Der Mann, der nicht Musik hat in ihm selbst, den nicht die …
Der Mann, der nicht Musik hat in ihm selbst, den nicht die Eintracht süßer Töne rührt, taugt zu Verrat, zu Räuberei und Tücken; die Regung seines Sinns ist dumpf wie Nacht, sein Trachten düster wie der Erebus. Trau keinem solchen!
Autor: unbekannt
Herkunft
Dieser kraftvolle Ausspruch stammt nicht aus dem deutschen Sprachgebrauch, sondern ist eine Übersetzung aus William Shakespeares Komödie "Der Kaufmann von Venedig" (um 1596). Im fünften Akt, erste Szene, spricht die Figur Lorenzo diese Worte zu seiner Geliebten Jessica.

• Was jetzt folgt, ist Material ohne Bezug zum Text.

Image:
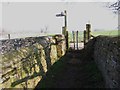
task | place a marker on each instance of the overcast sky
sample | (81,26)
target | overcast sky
(31,17)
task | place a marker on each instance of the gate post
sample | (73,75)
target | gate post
(88,26)
(73,38)
(77,39)
(84,37)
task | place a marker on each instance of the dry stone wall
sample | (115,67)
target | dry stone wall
(25,61)
(106,53)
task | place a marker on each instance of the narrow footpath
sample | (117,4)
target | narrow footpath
(73,70)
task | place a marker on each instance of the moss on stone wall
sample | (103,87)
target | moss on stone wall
(25,61)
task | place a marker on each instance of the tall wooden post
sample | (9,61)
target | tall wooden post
(77,39)
(84,37)
(88,26)
(73,38)
(66,32)
(67,42)
(8,36)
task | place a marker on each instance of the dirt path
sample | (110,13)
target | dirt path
(73,70)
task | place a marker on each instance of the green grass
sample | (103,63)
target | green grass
(95,33)
(106,33)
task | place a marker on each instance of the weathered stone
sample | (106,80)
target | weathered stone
(26,60)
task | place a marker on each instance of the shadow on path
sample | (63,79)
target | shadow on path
(73,70)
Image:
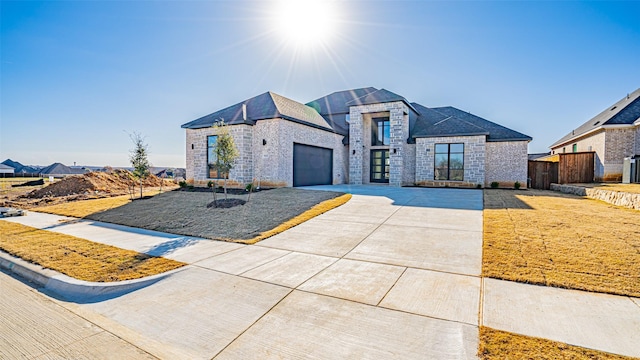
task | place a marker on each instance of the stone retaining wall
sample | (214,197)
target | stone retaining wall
(624,199)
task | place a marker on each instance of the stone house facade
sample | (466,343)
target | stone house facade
(358,136)
(612,135)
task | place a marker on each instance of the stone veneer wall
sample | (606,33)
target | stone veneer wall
(619,143)
(271,164)
(474,160)
(506,163)
(274,161)
(618,198)
(360,141)
(197,169)
(409,176)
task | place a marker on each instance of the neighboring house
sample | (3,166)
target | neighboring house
(60,170)
(613,135)
(358,136)
(19,168)
(6,169)
(539,156)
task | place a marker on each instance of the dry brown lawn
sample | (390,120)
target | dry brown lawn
(316,210)
(79,258)
(630,188)
(495,344)
(84,208)
(554,239)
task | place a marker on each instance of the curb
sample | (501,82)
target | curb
(74,289)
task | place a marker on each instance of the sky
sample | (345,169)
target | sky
(77,78)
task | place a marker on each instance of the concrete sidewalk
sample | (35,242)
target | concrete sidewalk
(394,273)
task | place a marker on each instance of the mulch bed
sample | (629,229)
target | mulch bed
(186,213)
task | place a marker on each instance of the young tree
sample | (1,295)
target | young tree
(139,158)
(226,152)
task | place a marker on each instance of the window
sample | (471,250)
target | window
(449,162)
(212,157)
(380,132)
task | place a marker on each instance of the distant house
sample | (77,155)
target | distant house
(6,170)
(357,136)
(18,168)
(613,135)
(60,170)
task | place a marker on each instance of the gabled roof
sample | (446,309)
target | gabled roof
(624,112)
(18,167)
(336,103)
(496,132)
(60,169)
(264,106)
(380,96)
(431,123)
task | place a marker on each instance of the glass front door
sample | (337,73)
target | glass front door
(380,166)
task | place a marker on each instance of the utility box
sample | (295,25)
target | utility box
(626,171)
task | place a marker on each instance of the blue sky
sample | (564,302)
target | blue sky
(77,76)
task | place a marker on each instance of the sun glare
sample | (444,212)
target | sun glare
(305,23)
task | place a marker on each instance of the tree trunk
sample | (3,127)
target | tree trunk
(215,198)
(225,186)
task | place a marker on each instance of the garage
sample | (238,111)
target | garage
(312,165)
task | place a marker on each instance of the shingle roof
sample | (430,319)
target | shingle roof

Der Originaltext lautet: "The man that hath no music in himself, Nor is not moved with concord of sweet sounds, Is fit for treasons, stratagems and spoils; The motions of his spirit are dull as night And his affections dark as Erebus: Let no such man be trusted." Die deutsche Fassung, die Sie zitieren, ist eine klassische, wohl aus dem 19. Jahrhundert stammende Übersetzung, die den poetischen Geist des Originals einfängt.
Bedeutungsanalyse
Wörtlich beschreibt die Redewendung einen Menschen, der unempfänglich für Musik und Harmonie ist. Die Kernaussage ist jedoch eine tiefgründige Charakterbeurteilung. Shakespeare argumentiert metaphorisch, dass die Liebe zur Musik ein Indikator für eine ausgeglichene, empfindsame und vertrauenswürdige Seele ist. Wer "keine Musik in sich" trägt, dem wird eine grundlegende menschliche Empathie und ein Sinn für moralische Schönheit abgesprochen. Solch ein Mensch, so die Warnung, neige zu Niedertracht, Betrug und finsteren Machenschaften. Ein typisches Missverständnis wäre, den Satz rein wörtlich auf musikalische Unbegabung zu beziehen. Es geht nicht um technisches Können, sondern um die innere Fähigkeit, sich von Schönheit und Harmonie berühren zu lassen – eine Qualität, die Shakespeare als essenziell für Integrität ansah.
Relevanz heute
Die Redewendung hat an Aussagekraft nichts verloren, auch wenn sie im alltäglichen Sprachgebrauch selten wörtlich zitiert wird. Ihr Kerngedanke ist hochaktuell: Die Wertschätzung von Kunst und Kultur wird nach wie vor als Maßstab für Bildung, Einfühlungsvermögen und eine ausgeglichene Persönlichkeit betrachtet. In Diskussionen über Werteerziehung oder die Bedeutung musischer Fächer in Schulen taucht Shakespeares Gedanke oft in modernisierter Form auf. Zudem trifft die Warnung vor charakterlicher "Dumpfheit" und emotionaler Kälte einen Nerv in einer Zeit, die Sensibilität und soziale Intelligenz zunehmend schätzt. Die Redewendung lebt also weniger als feststehender Spruch, sondern vielmehr als einflussreiches kulturelles Argument weiter.
Praktische Verwendbarkeit
Das Zitat ist aufgrund seiner poetischen Sprache und seiner gravierenden Anklage nicht für lockere Alltagsgespräche geeignet. Seine wahre Stärke entfaltet es in anspruchsvollen Kontexten, wo es mit der nötigen Ernsthaftigkeit vorgetragen werden kann.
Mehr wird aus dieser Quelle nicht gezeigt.